Vi os bustos inclinarem-se ainda mais; eu próprio não pude esquivar-me ao movimento e dei um passo para diante. A narração do santo foi tão longa e miúda, a análise tão complicada, que não as ponho aqui integralmente, mas em substância.

— Quando pensou em vir pedir-me que intercedesse pela vida da esposa, Sales teve uma idéia específica de usurário, a de prometer-me uma perna de cera. Não foi o crente, que simboliza desta maneira a lembrança do benefício; foi o usurário que pensou em forçar a graça divina pela expectação do lucro. E não foi só a usura que falou, mas também a avareza; porque em verdade, dispondo-se à promessa, mostrava ele querer deveras a vida da mulher — intuição de avaro; — despender é documentar: só se quer de coração aquilo que se paga a dinheiro, disse-lho a consciência pela mesma boca escura. Sabeis que pensamentos tais não se formulam como outros, nascem das entranhas do caráter e ficam na penumbra da consciência. Mas eu li tudo nele logo que aqui entrou alvoroçado, com o olhar fúlgido de esperança; li tudo e esperei que acabasse de benzer-se e rezar.

— Ao menos, tem alguma religião, ponderou S. José.

— Alguma tem, rnas vaga e econômica. Não entrou nunca em irmandades e ordens terceiras, porque nelas se rouba o que pertence ao Senhor; é o que ele diz para conciliar a devoção com a algibeira. Mas não se pode ter tudo; é certo que ele teme a Deus e crê na doutrina.

— Bem, ajoelhou-se e rezou.

— Rezou.

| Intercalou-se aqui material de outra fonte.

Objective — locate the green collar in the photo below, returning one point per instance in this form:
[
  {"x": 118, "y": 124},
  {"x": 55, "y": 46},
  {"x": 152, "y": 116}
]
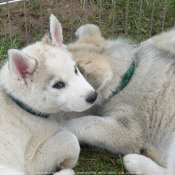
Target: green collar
[
  {"x": 125, "y": 80},
  {"x": 29, "y": 109}
]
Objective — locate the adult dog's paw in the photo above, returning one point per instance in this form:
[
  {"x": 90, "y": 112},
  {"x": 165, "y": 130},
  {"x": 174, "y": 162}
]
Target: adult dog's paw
[
  {"x": 65, "y": 172},
  {"x": 132, "y": 163}
]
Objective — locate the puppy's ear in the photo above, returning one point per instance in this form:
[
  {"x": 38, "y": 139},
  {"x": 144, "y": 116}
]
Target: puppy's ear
[
  {"x": 55, "y": 31},
  {"x": 21, "y": 66}
]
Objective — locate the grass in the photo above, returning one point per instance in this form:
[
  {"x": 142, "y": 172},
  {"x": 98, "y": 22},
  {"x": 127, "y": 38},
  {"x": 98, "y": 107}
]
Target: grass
[{"x": 126, "y": 22}]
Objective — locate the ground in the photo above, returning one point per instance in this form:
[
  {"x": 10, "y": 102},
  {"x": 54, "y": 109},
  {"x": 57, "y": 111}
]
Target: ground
[{"x": 115, "y": 18}]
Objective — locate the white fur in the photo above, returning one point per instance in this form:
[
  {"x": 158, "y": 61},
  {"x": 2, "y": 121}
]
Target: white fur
[
  {"x": 30, "y": 144},
  {"x": 141, "y": 116}
]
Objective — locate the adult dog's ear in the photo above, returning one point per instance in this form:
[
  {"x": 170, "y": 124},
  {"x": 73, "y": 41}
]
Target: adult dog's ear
[
  {"x": 21, "y": 66},
  {"x": 90, "y": 34},
  {"x": 88, "y": 30},
  {"x": 55, "y": 31}
]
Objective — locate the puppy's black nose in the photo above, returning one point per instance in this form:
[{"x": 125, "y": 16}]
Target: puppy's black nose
[{"x": 92, "y": 97}]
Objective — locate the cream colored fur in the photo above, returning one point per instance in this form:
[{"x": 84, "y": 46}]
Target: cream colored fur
[
  {"x": 140, "y": 118},
  {"x": 30, "y": 144}
]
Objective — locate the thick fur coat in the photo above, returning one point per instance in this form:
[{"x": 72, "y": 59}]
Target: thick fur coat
[
  {"x": 139, "y": 120},
  {"x": 36, "y": 81}
]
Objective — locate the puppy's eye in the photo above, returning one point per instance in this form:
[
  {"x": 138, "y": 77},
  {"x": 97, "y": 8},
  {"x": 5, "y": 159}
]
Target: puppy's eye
[
  {"x": 59, "y": 85},
  {"x": 76, "y": 71}
]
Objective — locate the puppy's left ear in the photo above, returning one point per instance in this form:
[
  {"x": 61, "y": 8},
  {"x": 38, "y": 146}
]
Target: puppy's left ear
[{"x": 55, "y": 31}]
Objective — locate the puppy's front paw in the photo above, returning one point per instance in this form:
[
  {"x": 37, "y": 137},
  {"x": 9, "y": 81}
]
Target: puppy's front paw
[{"x": 65, "y": 172}]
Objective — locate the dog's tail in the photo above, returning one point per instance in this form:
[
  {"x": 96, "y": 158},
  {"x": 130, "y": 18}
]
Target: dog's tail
[{"x": 8, "y": 171}]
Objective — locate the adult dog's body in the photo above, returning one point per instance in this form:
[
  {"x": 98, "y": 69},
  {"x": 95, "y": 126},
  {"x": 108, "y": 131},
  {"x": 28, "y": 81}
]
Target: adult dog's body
[
  {"x": 137, "y": 118},
  {"x": 34, "y": 82}
]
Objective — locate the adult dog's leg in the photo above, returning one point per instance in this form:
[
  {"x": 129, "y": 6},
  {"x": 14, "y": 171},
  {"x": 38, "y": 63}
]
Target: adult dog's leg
[
  {"x": 107, "y": 132},
  {"x": 60, "y": 150},
  {"x": 141, "y": 165}
]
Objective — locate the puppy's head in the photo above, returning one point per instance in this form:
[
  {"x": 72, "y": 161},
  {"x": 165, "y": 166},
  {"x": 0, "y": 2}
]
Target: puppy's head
[
  {"x": 88, "y": 54},
  {"x": 45, "y": 77}
]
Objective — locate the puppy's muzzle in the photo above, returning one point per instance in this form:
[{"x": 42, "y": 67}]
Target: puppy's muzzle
[{"x": 92, "y": 97}]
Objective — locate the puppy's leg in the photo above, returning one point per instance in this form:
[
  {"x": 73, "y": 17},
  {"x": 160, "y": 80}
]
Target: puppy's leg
[
  {"x": 141, "y": 165},
  {"x": 60, "y": 150},
  {"x": 107, "y": 132},
  {"x": 8, "y": 171},
  {"x": 171, "y": 158}
]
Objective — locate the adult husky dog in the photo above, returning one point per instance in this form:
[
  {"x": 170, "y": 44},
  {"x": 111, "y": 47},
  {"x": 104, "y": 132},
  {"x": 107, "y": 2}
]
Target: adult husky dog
[
  {"x": 39, "y": 80},
  {"x": 136, "y": 97}
]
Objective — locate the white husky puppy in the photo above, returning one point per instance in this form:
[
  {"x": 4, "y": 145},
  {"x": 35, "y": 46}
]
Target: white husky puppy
[
  {"x": 136, "y": 90},
  {"x": 36, "y": 81}
]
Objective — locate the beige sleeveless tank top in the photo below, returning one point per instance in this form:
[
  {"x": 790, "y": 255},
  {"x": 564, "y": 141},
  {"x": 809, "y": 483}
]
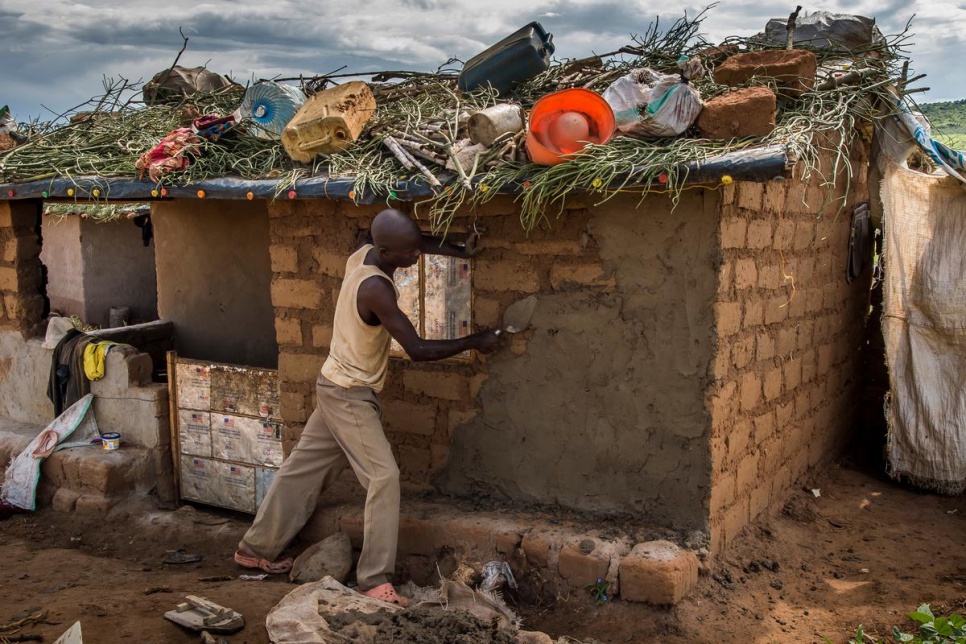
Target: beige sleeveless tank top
[{"x": 359, "y": 355}]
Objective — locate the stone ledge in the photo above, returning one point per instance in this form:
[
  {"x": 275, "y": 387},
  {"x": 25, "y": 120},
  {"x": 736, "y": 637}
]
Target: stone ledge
[
  {"x": 658, "y": 572},
  {"x": 87, "y": 479},
  {"x": 565, "y": 556}
]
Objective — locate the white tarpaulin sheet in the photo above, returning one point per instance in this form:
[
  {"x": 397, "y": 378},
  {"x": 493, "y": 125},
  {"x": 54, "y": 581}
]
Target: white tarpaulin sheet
[{"x": 924, "y": 325}]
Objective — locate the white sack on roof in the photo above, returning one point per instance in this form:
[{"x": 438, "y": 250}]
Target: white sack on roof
[{"x": 924, "y": 326}]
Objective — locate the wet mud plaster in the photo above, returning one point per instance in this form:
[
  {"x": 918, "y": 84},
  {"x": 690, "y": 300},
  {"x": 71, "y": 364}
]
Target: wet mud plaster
[{"x": 604, "y": 410}]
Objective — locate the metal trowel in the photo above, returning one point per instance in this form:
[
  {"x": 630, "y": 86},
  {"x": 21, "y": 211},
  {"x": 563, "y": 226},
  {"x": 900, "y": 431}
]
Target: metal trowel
[{"x": 517, "y": 316}]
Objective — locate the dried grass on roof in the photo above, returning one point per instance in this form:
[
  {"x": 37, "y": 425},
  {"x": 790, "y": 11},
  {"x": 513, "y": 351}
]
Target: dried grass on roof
[{"x": 108, "y": 141}]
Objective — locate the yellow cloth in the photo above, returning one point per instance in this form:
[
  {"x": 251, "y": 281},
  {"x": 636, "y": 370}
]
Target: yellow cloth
[
  {"x": 95, "y": 354},
  {"x": 359, "y": 355}
]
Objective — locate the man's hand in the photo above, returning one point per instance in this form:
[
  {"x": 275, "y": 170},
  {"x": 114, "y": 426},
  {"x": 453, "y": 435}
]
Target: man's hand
[{"x": 487, "y": 341}]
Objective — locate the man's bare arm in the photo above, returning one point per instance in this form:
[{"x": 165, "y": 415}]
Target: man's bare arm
[{"x": 377, "y": 298}]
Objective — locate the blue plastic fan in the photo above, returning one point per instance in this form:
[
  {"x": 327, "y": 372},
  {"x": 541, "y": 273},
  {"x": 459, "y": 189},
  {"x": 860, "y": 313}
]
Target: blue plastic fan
[{"x": 270, "y": 106}]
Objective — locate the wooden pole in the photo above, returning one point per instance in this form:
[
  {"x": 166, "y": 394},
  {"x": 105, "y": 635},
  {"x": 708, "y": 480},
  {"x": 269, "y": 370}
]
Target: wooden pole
[{"x": 790, "y": 28}]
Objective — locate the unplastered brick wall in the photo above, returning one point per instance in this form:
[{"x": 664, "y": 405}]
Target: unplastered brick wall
[
  {"x": 423, "y": 403},
  {"x": 20, "y": 268},
  {"x": 789, "y": 329}
]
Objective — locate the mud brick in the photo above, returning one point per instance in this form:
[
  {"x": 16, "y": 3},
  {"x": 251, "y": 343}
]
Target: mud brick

Enquanto rezava, via eu a pobre alma, que padecia deveras, conquanto a esperança começasse a trocar-se em certeza intuitiva. Deus tinha de salvar a doente, por força, graças à minha intervenção, e eu ia interceder; é o que ele pensava, enquanto os lábios repetiam as palavras da oração. Acabando a oração, ficou Sales algum tempo olhando, com as mãos postas; afinal falou a boca do homem, falou para confessar a dor, para jurar que nenhuma outra mão, além da do Senhor, podia atalhar o golpe. A mulher ia morrer... ia morrer... ia morrer... E repetia a palavra, sem sair dela. A mulher ia morrer. Não passava adiante. Prestes a formular o pedido e a promessa não achava palavras idôneas, nem aproximativas, nem sequer dúbias, não achava nada, tão longo era o descostume de dar alguma cousa. Afinal saiu o pedido; a mulher ia morrer, ele rogava-me que a salvasse, que pedisse por ela ao Senhor. A promessa, porém, é que não acabava de sair. No momento em que a boca ia articular a primeira palavra, a garra da avareza mordia-lhe as entranhas e não deixava sair nada. Que a salvasse... que intercedesse por ela...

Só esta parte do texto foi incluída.